By 'eck, ooh, la la. It's here, the TDF. There are no stadiums to fall down, no-one's going to bite their opponent and rain won't stop them. In just a few hours they will be off and allezing!

http://www.letour.com/le-tour/2014/us/overall-route.html


The TDF, regardless of whether it starts in York, famous for not being in France, or Martinique (actually in France), will not be a tour in the English sense of the word. Overlooking the extremely untouring-like tour bikes of the TDF - no braze-ons for back-racks, for example and no compass bells - there is not enough in the way of the facets of proper touring going on - those facets that we proper tourers prefer to the joys of sandy beaches near the equator, the spiced air of the sub-tropics, the all-you-can-eat buffets of the fully inclusive hotel deals somewhere nice abroad. No, you won't see fully laden bikes being manhandled on and off trains in the TDF; there'll be no stopping for a cup of tea, or popping into little shops to get a bun, and certainly no stopping to look at the map - again. You'll not see anyone stop to put on their waterproof rubberised canvas trousis from Halfords. You never hear Froome, Evans, Vockler, Qunitana telling the interviewer that some of the scenery was really nice, and, while brandishing some tasty pics on their iphones, that they stopped at a great cafe 'just over this bit'. 

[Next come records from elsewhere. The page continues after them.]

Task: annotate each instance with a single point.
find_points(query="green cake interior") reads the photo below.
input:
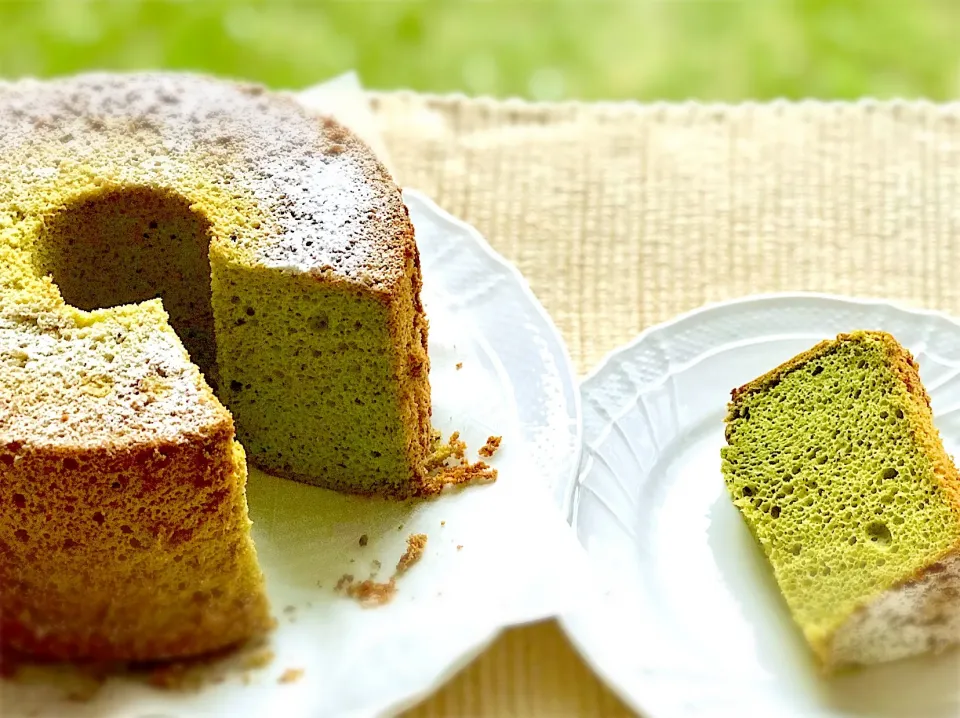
(317, 362)
(319, 376)
(827, 471)
(127, 246)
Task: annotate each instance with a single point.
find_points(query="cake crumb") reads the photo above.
(291, 675)
(448, 466)
(490, 448)
(416, 543)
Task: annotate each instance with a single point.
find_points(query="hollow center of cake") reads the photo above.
(129, 245)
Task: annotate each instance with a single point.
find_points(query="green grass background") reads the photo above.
(588, 49)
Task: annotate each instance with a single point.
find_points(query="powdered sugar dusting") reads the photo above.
(332, 206)
(917, 617)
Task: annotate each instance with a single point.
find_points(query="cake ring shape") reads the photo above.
(144, 216)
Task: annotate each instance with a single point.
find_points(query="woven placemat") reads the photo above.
(621, 216)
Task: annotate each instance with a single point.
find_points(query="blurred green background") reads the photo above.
(600, 49)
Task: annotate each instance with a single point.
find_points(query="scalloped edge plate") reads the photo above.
(516, 380)
(687, 620)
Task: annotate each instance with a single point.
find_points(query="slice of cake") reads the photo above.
(841, 476)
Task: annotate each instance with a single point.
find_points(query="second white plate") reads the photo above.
(688, 621)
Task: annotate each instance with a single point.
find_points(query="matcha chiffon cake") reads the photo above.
(187, 262)
(837, 469)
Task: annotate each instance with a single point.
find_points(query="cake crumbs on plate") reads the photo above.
(490, 448)
(416, 543)
(448, 466)
(291, 675)
(368, 593)
(371, 593)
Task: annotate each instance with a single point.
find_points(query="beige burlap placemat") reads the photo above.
(621, 216)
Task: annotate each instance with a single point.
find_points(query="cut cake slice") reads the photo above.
(836, 467)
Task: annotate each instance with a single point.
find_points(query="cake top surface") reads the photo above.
(290, 190)
(835, 464)
(109, 378)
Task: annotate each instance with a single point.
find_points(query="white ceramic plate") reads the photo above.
(689, 621)
(516, 381)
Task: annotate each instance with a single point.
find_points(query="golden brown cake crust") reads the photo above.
(332, 206)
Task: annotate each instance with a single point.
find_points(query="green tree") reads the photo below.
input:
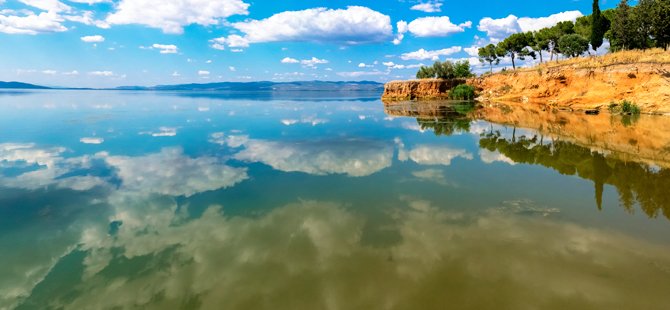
(599, 25)
(490, 54)
(623, 28)
(445, 70)
(425, 73)
(516, 46)
(539, 43)
(573, 45)
(462, 69)
(660, 23)
(642, 20)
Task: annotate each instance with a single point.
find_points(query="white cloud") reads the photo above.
(436, 26)
(355, 74)
(472, 51)
(92, 140)
(312, 62)
(27, 22)
(93, 39)
(352, 25)
(498, 29)
(402, 28)
(48, 5)
(101, 73)
(166, 48)
(289, 60)
(172, 16)
(428, 7)
(90, 1)
(423, 54)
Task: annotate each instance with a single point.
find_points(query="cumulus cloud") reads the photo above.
(289, 60)
(423, 54)
(436, 26)
(428, 6)
(172, 16)
(101, 73)
(166, 48)
(93, 39)
(352, 157)
(353, 25)
(27, 22)
(402, 28)
(498, 29)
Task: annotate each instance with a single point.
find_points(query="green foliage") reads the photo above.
(462, 92)
(425, 73)
(573, 45)
(490, 54)
(445, 70)
(628, 107)
(599, 26)
(516, 46)
(625, 107)
(660, 23)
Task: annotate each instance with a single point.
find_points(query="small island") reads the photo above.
(633, 77)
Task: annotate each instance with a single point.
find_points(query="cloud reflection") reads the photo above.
(311, 255)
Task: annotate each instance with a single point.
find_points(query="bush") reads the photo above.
(462, 92)
(628, 107)
(445, 70)
(625, 107)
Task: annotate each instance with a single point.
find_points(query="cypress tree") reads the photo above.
(598, 26)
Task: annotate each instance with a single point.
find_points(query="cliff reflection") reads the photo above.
(635, 182)
(627, 155)
(440, 118)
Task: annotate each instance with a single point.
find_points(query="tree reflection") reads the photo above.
(635, 182)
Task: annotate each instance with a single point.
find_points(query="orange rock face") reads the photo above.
(575, 87)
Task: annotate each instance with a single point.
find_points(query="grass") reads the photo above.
(462, 92)
(625, 107)
(654, 55)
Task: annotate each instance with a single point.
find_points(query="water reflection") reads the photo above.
(324, 204)
(637, 180)
(310, 255)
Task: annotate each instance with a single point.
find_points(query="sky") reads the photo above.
(108, 43)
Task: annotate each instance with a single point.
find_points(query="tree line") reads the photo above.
(643, 26)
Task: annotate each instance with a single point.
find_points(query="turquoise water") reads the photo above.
(197, 201)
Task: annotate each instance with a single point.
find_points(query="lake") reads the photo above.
(208, 201)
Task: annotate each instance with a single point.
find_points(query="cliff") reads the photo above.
(584, 83)
(419, 89)
(627, 138)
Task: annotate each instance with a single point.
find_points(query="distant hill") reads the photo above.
(310, 86)
(19, 85)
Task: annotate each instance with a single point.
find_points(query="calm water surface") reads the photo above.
(158, 200)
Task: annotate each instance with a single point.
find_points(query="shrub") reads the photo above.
(628, 107)
(462, 92)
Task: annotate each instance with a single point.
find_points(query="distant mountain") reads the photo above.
(310, 86)
(19, 85)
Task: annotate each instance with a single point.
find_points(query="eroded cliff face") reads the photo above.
(572, 87)
(419, 89)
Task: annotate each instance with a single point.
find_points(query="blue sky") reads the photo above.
(106, 43)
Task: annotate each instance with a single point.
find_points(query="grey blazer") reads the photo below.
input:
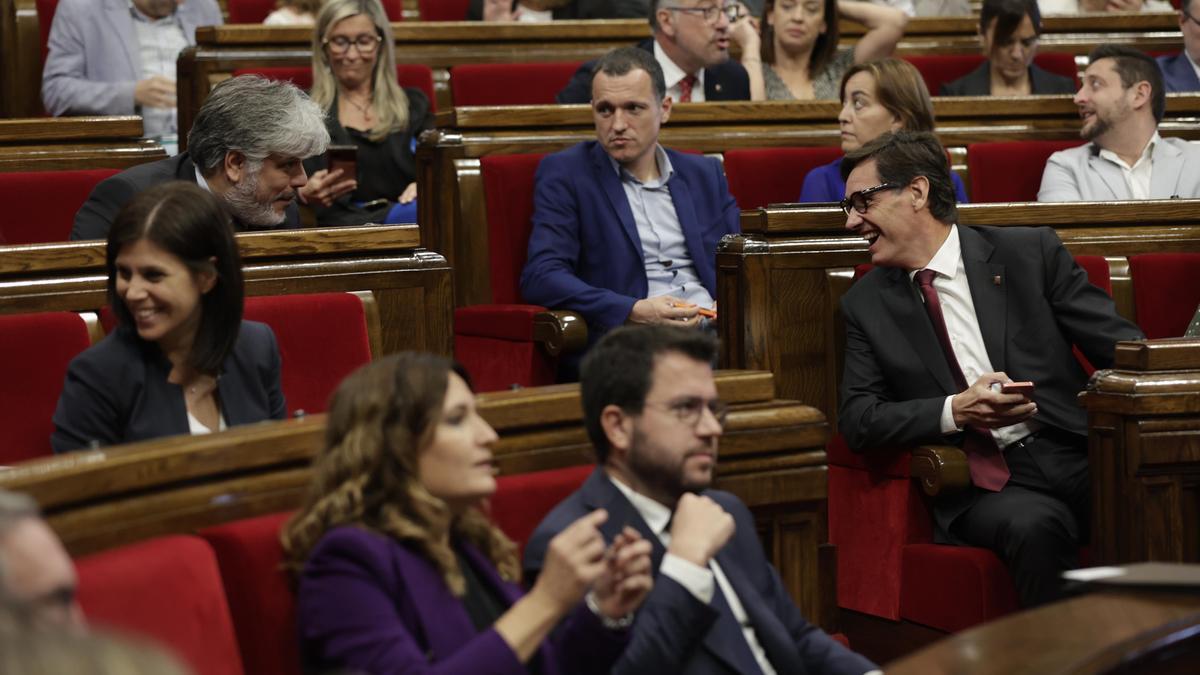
(1081, 174)
(94, 64)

Of course, the real issue is that they are not carrying any tentage - or any panniers - not even a wee saddle bag. The contestants will not being participating in what many tourers find the most challenging stage of a day in the saddle - that of, after cycling all that darned way, having to erect a tent in light rain on a pitch of coagulated gravel then queueing for a shower having experienced a toilet in its end-of-day condition with nothing more than a single two-ply handy-andie. No fancy-dan physio administering the rider's scientifically calculated diet. Try to get a stove to stay upright on an awkward lie in a howling gale just to boil some gritty water of questionable provenance for some pallid tasteless pasta. And all this before trying to get a good night's sleep on a mat no thicker than a human hair.
But I guess those support cars could squeeze in a couple of tents.